There were 220 households, of which 31.8% had children under the age of 18 living with them, 53.6% were married couples living together, 8.2% had a female householder with no husband present, 5.9% had a male householder with no wife present, and 32.3% were non-families. 28.2% of all households were made up of individuals, and 10.9% had someone living alone who was 65 years of age or older. The average household size was 2.66 and the average family size was 3.21.

The median age in the city was 35 years. 24.1% of residents were under the age of 18; 12% were between the ages of 18 and 24; 22.9% were from 25 to 44; 24.3% were from 45 to 64; and 16.7% were 65 years of age or older.

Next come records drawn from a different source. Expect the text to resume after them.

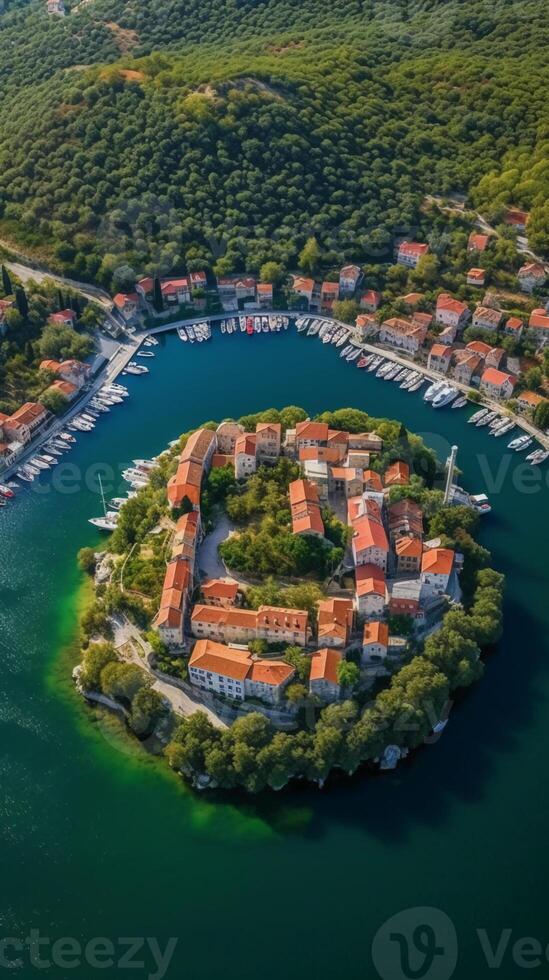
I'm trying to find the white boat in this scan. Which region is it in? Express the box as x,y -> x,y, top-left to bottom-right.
431,385 -> 459,408
526,449 -> 549,466
467,408 -> 488,425
376,361 -> 393,378
423,381 -> 448,402
476,412 -> 497,428
507,433 -> 534,453
469,493 -> 492,514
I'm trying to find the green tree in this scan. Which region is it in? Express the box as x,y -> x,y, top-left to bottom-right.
299,236 -> 321,275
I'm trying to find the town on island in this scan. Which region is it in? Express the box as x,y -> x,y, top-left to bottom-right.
74,407 -> 503,792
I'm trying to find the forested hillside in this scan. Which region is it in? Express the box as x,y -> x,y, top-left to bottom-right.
0,0 -> 549,284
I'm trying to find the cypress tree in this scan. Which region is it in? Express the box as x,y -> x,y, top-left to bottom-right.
2,265 -> 13,296
153,276 -> 164,313
15,286 -> 29,320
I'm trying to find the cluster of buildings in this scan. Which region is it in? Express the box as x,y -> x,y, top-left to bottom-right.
154,410 -> 460,705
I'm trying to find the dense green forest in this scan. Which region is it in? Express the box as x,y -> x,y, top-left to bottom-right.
0,0 -> 549,285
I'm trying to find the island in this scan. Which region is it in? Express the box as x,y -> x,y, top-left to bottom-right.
74,406 -> 504,793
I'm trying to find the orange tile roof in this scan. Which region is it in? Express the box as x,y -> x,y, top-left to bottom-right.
363,470 -> 383,493
421,548 -> 454,575
247,660 -> 295,687
289,480 -> 319,507
234,432 -> 256,459
191,603 -> 257,630
429,344 -> 452,358
353,515 -> 389,552
201,578 -> 238,602
257,606 -> 309,632
480,368 -> 517,388
528,307 -> 549,330
437,293 -> 469,316
395,535 -> 423,558
383,459 -> 410,487
517,391 -> 547,408
310,647 -> 343,684
189,640 -> 252,681
180,429 -> 215,463
355,565 -> 385,596
362,620 -> 389,647
295,421 -> 328,442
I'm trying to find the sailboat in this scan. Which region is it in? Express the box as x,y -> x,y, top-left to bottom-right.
89,474 -> 118,531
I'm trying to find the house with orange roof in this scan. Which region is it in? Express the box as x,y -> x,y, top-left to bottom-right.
45,379 -> 78,402
360,289 -> 381,313
427,344 -> 453,374
244,657 -> 295,704
527,307 -> 549,345
379,316 -> 427,354
48,308 -> 76,327
320,282 -> 339,313
331,466 -> 363,500
113,293 -> 139,320
517,391 -> 547,412
355,313 -> 379,340
2,402 -> 49,446
189,640 -> 252,701
289,480 -> 324,538
467,231 -> 490,252
295,419 -> 328,452
257,606 -> 309,646
420,548 -> 455,598
234,432 -> 257,480
348,432 -> 383,453
339,265 -> 362,297
191,603 -> 257,644
256,282 -> 273,309
351,515 -> 389,572
383,459 -> 410,487
517,262 -> 547,293
504,316 -> 524,340
387,498 -> 423,542
467,269 -> 486,286
255,422 -> 282,462
317,598 -> 354,649
360,619 -> 389,664
480,368 -> 517,401
363,470 -> 383,493
355,564 -> 387,619
435,293 -> 471,331
309,647 -> 343,704
472,306 -> 503,330
292,276 -> 315,305
453,348 -> 484,385
215,419 -> 244,456
397,242 -> 429,269
395,535 -> 423,575
200,578 -> 238,609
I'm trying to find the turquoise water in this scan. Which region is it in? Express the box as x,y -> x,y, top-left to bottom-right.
0,334 -> 549,980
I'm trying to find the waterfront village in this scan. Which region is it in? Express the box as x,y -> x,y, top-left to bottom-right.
149,420 -> 462,705
0,220 -> 549,484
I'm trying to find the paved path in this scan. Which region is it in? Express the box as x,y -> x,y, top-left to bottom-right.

The gender makeup of the city was 50.7% male and 49.3% female.

===2000 census===
As of the census of 2000, there were 564 people, 232 households, and 152 families residing in the city. The population density was 1,289.9 PD/sqmi. There were 235 housing units at an average density of 537.5 /sqmi. The racial makeup of the city was 86.17% White, 7.27% Asian, 5.32% from other races, and 1.24% from two or more races. Hispanic or Latino of any race were 15.07% of the population.

There were 232 households, out of which 28.4% had children under the age of 18 living with them, 55.6% were married couples living together, 6.0% had a female householder with no husband present, and 34.1% were non-families. 30.6% of all households were made up of individuals, and 16.4% had someone living alone who was 65 years of age or older. The average household size was 2.43 and the average family size was 3.03.

In the city, the population was spread out, with 24.5% under the age of 18, 10.5% from 18 to 24, 22.9% from 25 to 44, 23.6% from 45 to 64, and 18.6% who were 65 years of age or older. The median age was 40 years. For every 100 females, there were 103.6 males. For every 100 females age 18 and over, there were 102.9 males.

The median income for a household in the city was $29,904, and the median income for a family was $38,482. Males had a median income of $27,212 versus $17,813 for females. The per capita income for the city was $15,177. About 6.1% of families and 8.6% of the population were below the poverty line, including 8.1% of those under age 18 and 11.2% of those age 65 or over.

==Arts and culture==
===Annual cultural events===
The Butterfield Steam and Gas Engine Show is held on the third full weekend in August. The event made its debut in 1967, and attracts an estimated 15,000 people each year.

==Infrastructure==
===Transportation===
Minnesota State Highway 60 serves as a main route in the community.

The junction of Union Pacific Railroad's Worthington Subdivision and Fairmont Subdivision is east of the city limits in Butterfield Township.

==Government==
Butterfield is in Minnesota's 1st congressional district, represented by Republican Brad Finstad.

==Notable people==
- Herman Becker Fast (1887-1938), Minnesota state legislator, farmer, and businessman, lived in Butterfield.
- Bruce Laingen (1922-2019), diplomat, born in Butterfield.